Source code for parametricmatrixmodels.modules.legacyaffineobservablepmm

from __future__ import annotations

from typing import Any, Callable

import jax
import jax.numpy as np

from ._regression_backing_funcs import reg_pmm_predict_func_legacy
from .basemodule import BaseModule



[docs]
class LegacyAffineObservablePMM(BaseModule):
    """
    AffineObservablePMM is a module that implements the affine observable
    Parametric Matrix Model (PMM), which is useful for generalize regression
    """


[docs]
    def __init__(
        self,
        matrix_size: int = None,
        num_eig: int = None,
        output_size: int = None,
        smoothing: float = None,
        Ms: np.ndarray = None,
        Ds: np.ndarray = None,
        gs: np.ndarray = None,
        init_magnitude: float = 1e-2,
    ) -> None:
        """
        Initialize the LegacyAffineObservablePMM module. Represents a PMM which
        evaluates the legacy affine observable PMM given by the process:

        M(x) = M0 + x1 * M1 + ... + xp * Mp
             -> (E, V) = eig(M(x)) [sorted in decreasing eigenvalue magnitude]

        z_k = g_k
            + sum_{ij}^r (
                [ |v_i^H D_{kij} v_j|^2 - 0.5 * ||D_{kij}||^2_2 ]
            )

            = g_k
            - 0.5 * sum_ij^r ||D_{kij}||^2_2
            + sum_{ij}^r |v_i^H D_{kij} v_j|^2

        By default this module is initialized to compute the smallest algebraic
        eigenvalue (ground state).

        Parameters
        ----------
            matrix_size : int
                Size of the PMM matrices (square). Shorthand `n`.
            num_eig : int
                Number of eigenvectors to use, the number of secondary matrices
                will be r^2. Shorthand `r`.
            output_size : int
                Number of output features. Shorthand `k`.
            smoothing : float, optional
                Smoothing parameter, set to None/0.0 to disable.
                Defaults to None/0.0.
            Ms : np.ndarray, optional
                Optional array of matrices M0, M1, ..., Mp that define the
                parametric Hamiltonian. Each M must be Hermitian. If not
                provided, the matrices will be randomly initialized when the
                module is compiled.
            Ds : np.ndarray, optional
                Optional 5D array of matrices D_{kl} that define the
                observables. Each D must be Hermitian. If not provided, the
                observables will be randomly initialized when the module is
                compiled.
            gs : np.ndarray, optional
                Optional vector of length r that defines the real biases for
                the observable. If not provided, the biases will be
                randomly initialized when the module is compiled.
            init_magnitude : float, optional
                Initial magnitude for the random matrices if Ms is not
                provided, by default 1e-2.
        """

        # input validation
        if matrix_size is None or num_eig is None or output_size is None:
            # module will be configured later, hopefully
            self.matrix_size = None
            self.num_eig = None
            self.output_size = None
            self.smoothing = None
            self.input_size = None
            self.Ms = None
            self.Ds = None
            self.gs = None
            self.init_magnitude = None
            return
        if matrix_size <= 0 or not isinstance(matrix_size, int):
            raise ValueError("matrix_size must be a positive integer")
        if num_eig <= 0 or not isinstance(num_eig, int):
            raise ValueError("num_eig must be a positive integer")
        if num_eig > matrix_size:
            raise ValueError(
                "num_eig must be less than or equal to matrix_size, got"
                f" num_eig={num_eig} and matrix_size={matrix_size}"
            )
        if output_size <= 0 or not isinstance(output_size, int):
            raise ValueError("output_size must be a positive integer")

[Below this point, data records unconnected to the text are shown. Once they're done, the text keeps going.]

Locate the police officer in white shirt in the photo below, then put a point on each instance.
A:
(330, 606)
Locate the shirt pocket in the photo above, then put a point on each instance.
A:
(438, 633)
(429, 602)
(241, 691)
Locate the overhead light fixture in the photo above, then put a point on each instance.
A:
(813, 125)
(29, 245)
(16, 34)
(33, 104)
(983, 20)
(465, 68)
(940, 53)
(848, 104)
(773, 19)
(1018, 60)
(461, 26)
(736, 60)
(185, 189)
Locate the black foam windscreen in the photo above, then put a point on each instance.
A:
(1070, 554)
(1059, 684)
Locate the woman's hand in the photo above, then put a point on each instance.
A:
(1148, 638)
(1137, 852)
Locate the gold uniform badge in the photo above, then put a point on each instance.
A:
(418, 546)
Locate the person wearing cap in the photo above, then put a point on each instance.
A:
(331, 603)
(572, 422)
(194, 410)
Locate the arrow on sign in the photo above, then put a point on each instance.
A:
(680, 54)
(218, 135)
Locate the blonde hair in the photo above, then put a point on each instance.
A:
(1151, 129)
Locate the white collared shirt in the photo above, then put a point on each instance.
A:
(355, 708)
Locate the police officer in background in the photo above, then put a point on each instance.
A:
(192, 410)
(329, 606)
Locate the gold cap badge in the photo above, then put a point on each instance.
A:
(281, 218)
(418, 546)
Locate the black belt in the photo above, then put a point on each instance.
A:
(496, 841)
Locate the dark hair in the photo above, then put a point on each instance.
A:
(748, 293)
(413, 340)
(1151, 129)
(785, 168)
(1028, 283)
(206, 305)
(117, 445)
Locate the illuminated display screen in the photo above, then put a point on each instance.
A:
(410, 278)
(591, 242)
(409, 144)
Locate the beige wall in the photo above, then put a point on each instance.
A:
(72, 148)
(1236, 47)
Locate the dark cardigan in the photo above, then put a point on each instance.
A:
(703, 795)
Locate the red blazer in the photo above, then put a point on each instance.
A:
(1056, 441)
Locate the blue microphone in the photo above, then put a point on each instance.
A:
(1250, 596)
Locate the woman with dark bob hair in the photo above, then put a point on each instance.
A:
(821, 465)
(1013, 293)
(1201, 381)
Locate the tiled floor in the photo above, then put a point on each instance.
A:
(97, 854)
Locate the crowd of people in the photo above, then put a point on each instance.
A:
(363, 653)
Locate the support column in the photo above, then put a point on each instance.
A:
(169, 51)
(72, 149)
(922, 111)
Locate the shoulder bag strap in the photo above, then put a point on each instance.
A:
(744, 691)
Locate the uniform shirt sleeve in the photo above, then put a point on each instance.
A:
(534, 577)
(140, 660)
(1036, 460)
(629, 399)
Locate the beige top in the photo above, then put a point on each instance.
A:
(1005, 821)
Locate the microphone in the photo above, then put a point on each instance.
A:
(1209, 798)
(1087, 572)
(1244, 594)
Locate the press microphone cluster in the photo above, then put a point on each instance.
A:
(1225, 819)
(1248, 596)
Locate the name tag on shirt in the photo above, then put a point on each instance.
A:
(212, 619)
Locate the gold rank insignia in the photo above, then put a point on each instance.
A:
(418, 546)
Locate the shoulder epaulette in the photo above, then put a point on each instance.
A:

        # if any of the parameters are provided, they must all be provided
        if Ms is None and (Ds is not None or gs is not None):
            raise ValueError(
                "If Ds or gs are provided, Ms must also be provided"
            )
        if Ds is None and (gs is not None or Ms is not None):
            raise ValueError(
                "If gs or Ms are provided, Ds must also be provided"
            )
        if gs is None and (Ms is not None or Ds is not None):
            raise ValueError(
                "If Ms or Ds are provided, gs must also be provided"
            )
        if Ms is not None and Ds is not None and gs is not None:
            if not isinstance(Ms, np.ndarray):
                raise ValueError("Ms must be a numpy array")
            if not isinstance(Ds, np.ndarray):
                raise ValueError("Ds must be a numpy array")
            if not isinstance(gs, np.ndarray):
                raise ValueError("gs must be a numpy array")
            if Ms.shape != (Ms.shape[0], matrix_size, matrix_size):
                raise ValueError(
                    "Ms must be a 3D array of shape (input_size+1,"
                    f" matrix_size, matrix_size) [({Ms.shape[0]},"
                    f" {matrix_size}, {matrix_size})], got {Ms.shape}"
                )
            if Ds.shape != (
                output_size,
                num_eig,
                num_eig,
                matrix_size,
                matrix_size,
            ):
                raise ValueError(
                    "Ds must be a 5D array of shape (output_size, num_eig,"
                    f" num_eig, matrix_size, matrix_size) [({output_size},"
                    f" {num_eig}, {num_eig}, {matrix_size}, {matrix_size})],"
                    f" got {Ds.shape}"
                )
            if gs.shape != (output_size,):
                raise ValueError(
                    f"gs must be a 1D array of length {output_size}, got"
                    f" {gs.shape}"
                )
            # ensure Ms are Hermitian
            if not np.allclose(Ms, Ms.conj().transpose((0, 2, 1))):
                raise ValueError("Ms must be Hermitian matrices")
            # ensure Ds are Hermitian
            if not np.allclose(Ds, Ds.conj().transpose((0, 1, 2, 4, 3))):
                raise ValueError("Ds must be Hermitian matrices")
            # ensure Ds is symmetric in the 1, 2 dimensions
            if not np.allclose(Ds, Ds.transpose((0, 2, 1, 3, 4))):
                raise ValueError("Ds must be symmetric in the 1, 2 dimensions")
            # ensure gs is real
            if not np.isreal(gs).all():
                raise ValueError("gs must be a real-valued array")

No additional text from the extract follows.